Thursday, June 11, 2020

Quote of the Day (Samuel Taylor Coleridge, on Politics, Fear and Folly)


“In politics, what begins in fear usually ends in folly.”—English poet Samuel Taylor Coleridge (1772-1834), Specimens of the Table Talk of Samuel Taylor Coleridge, edited by Henry Nelson Coleridge (1836)
 
In the U.S., what began as one man’s fear—that warning citizens to take elementary precautions against a pandemic might damage the stock market and, hence, his electoral prospects this November—led not only to folly, but also tragedy: an economy that, despite his wishes, crashed anyway—and now, more than 110,000 deaths from COVID-19.

Sunday, April 5, 2020

Spiritual Quote of the Day (Christina Rossetti, on How ‘Hope is the Counterpoise of Fear’)
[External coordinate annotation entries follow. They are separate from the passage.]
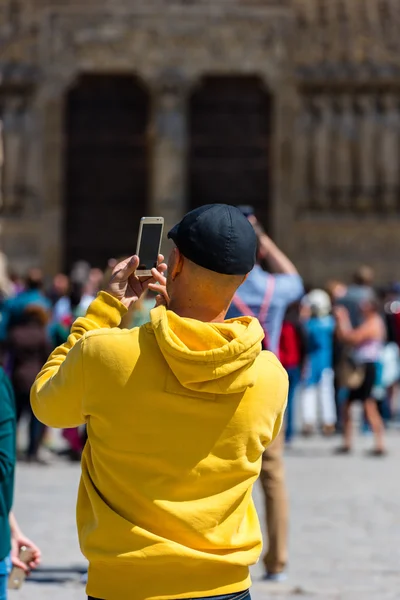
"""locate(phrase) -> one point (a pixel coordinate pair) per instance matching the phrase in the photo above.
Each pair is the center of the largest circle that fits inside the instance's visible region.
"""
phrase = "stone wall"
(335, 88)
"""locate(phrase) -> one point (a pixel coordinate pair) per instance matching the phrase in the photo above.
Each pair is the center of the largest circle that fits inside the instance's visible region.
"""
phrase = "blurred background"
(113, 110)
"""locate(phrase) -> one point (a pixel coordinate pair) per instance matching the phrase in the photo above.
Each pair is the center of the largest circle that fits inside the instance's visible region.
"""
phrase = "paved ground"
(345, 526)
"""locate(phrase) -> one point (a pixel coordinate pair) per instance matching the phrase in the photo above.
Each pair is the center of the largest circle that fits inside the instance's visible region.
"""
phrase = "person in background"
(11, 537)
(179, 412)
(28, 346)
(292, 354)
(356, 293)
(367, 341)
(267, 295)
(318, 387)
(6, 286)
(59, 288)
(14, 308)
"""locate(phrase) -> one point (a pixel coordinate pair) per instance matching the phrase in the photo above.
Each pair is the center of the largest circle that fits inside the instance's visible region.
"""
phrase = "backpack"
(244, 309)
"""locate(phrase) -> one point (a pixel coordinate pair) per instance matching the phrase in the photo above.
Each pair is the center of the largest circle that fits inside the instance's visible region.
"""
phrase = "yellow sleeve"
(57, 396)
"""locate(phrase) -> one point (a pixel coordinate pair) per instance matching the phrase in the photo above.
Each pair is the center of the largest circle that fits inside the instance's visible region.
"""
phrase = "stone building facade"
(115, 109)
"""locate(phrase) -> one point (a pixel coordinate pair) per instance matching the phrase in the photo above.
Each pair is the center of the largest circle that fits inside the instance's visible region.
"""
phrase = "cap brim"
(173, 234)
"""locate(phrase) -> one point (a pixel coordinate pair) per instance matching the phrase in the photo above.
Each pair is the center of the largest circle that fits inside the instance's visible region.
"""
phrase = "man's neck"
(200, 313)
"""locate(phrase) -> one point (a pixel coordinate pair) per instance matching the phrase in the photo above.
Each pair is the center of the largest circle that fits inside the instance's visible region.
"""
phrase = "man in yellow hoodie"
(178, 414)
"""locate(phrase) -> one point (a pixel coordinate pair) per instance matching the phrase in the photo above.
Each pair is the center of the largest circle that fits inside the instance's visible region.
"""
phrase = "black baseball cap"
(217, 237)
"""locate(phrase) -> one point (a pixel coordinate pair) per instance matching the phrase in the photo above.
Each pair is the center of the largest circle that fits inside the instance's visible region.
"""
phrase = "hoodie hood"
(216, 358)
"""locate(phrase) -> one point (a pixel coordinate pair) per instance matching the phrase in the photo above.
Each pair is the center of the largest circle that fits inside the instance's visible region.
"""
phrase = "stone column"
(303, 159)
(169, 150)
(322, 152)
(367, 134)
(14, 150)
(389, 153)
(343, 160)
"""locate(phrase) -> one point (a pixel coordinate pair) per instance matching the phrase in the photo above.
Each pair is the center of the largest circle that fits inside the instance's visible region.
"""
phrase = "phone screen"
(149, 246)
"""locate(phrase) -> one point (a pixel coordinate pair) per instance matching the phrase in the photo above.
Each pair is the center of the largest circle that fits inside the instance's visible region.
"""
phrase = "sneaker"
(276, 577)
(377, 453)
(342, 450)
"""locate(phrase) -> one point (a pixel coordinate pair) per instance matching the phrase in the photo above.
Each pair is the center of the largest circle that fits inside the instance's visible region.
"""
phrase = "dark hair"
(364, 276)
(34, 279)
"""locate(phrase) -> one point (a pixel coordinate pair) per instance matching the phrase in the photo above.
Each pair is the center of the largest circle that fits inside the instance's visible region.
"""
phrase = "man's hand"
(18, 541)
(126, 286)
(159, 286)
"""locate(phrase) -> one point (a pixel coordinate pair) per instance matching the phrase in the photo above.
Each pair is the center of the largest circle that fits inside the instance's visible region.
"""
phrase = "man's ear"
(179, 259)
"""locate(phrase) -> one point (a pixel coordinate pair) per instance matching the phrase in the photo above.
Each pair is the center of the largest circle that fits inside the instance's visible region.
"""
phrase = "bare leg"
(347, 425)
(376, 422)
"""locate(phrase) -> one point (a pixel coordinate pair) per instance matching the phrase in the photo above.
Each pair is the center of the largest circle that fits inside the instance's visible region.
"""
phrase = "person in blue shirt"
(11, 537)
(319, 326)
(14, 308)
(267, 295)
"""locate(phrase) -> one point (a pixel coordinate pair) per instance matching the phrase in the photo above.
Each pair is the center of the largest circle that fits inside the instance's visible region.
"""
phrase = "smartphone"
(17, 575)
(149, 243)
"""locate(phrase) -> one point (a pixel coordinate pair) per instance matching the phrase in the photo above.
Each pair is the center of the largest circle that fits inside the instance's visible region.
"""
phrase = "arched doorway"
(229, 139)
(106, 184)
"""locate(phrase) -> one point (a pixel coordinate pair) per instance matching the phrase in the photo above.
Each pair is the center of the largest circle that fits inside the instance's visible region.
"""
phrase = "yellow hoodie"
(178, 414)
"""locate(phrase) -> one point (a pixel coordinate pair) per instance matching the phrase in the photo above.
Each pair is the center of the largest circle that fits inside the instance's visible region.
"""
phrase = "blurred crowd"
(341, 344)
(338, 344)
(35, 318)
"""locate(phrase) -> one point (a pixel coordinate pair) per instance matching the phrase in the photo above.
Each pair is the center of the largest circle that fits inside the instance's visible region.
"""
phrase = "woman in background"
(366, 343)
(318, 389)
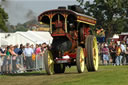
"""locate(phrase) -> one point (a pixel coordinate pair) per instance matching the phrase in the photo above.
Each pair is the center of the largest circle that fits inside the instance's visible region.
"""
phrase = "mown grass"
(106, 75)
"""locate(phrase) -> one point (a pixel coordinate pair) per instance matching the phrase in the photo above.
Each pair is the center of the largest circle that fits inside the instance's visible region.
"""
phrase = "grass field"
(106, 75)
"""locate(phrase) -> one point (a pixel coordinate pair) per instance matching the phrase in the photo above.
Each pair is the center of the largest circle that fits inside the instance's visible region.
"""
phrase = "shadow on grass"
(28, 74)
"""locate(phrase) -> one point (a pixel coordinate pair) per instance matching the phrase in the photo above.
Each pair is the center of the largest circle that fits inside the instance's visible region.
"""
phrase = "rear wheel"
(59, 68)
(80, 60)
(92, 53)
(48, 62)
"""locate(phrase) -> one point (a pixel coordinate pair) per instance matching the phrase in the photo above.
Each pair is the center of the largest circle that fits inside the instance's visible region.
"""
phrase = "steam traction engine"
(72, 43)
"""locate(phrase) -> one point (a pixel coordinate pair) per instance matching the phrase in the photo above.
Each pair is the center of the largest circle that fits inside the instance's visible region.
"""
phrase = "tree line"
(111, 15)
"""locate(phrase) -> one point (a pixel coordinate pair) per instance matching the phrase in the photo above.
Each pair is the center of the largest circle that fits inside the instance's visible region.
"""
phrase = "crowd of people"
(114, 53)
(15, 58)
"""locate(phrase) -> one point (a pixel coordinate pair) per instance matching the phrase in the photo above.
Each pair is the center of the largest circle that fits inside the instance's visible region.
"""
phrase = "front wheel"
(92, 53)
(48, 62)
(80, 60)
“Hope is the counterpoise of fear
While night enthralls us here.
Fear hath a startled eye that holds a tear:
Hope hath an upward glance, for dawn draws near
With sunshine and with cheer.
Fear gazing earthwards spies a bier;
And sets herself to rear
A lamentable tomb where leaves drop sere,
Bleaching to congruous skeletons austere:
Hope chants a funeral hymn most sweet and clear,
And seems true chanticleer
Of resurrection and of all things dear
In the oncoming endless year.
Fear ballasts hope, hope buoys up fear,
And both befit us here.”—English poet Christina Rossetti (1830-1894), “Hope is the counterpoise of fear / While night enthralls us here,” from The Complete Poems, edited by R. W. Crump and Betty S. Flowers (2001 edition)

I took this picture nine years ago while on vacation at the Chautauqua Institution, a village in upstate New York where vacationers are likely to see thousands of day lilies and other flowers bloom all around. A flower feels like an appropriate symbol of hope these days—both for our survival in this time of crisis and for the ultimate deliverance promised by Jesus through the Resurrection.

Wednesday, June 5, 2019

Quote of the Day (Mary-Louise Parker, on Fear and Bravery)


“My daughter made an amazing jump in the pool the other day. I said, ‘You're so brave.’ She said, ‘No, I was scared.’ I said, ‘That's why you're brave. If you weren't scared, you wouldn't be brave at all. You'd just be dumb.’" —Actress Mary-Louise Parker quoted in Cal Fussman, “Mary-Louise Parker: What I've Learned,” Esquire, January 2011

Sunday, May 6, 2018

Quote of the Day (St. Peter of Alcantara, on Fear and Courage)

“Our fear increases if we fly from it, while our courage grows stronger as we resist.”—Spanish Franciscan friar St. Peter of Alcantara (1499-1562), Treatise on Prayer and Meditation


The image accompanying this post is a painting of St. Peter of Alcantara by Luis Tristan de Escamilla (1586–1624), at the Museo de El Greco, Toledo, Spain.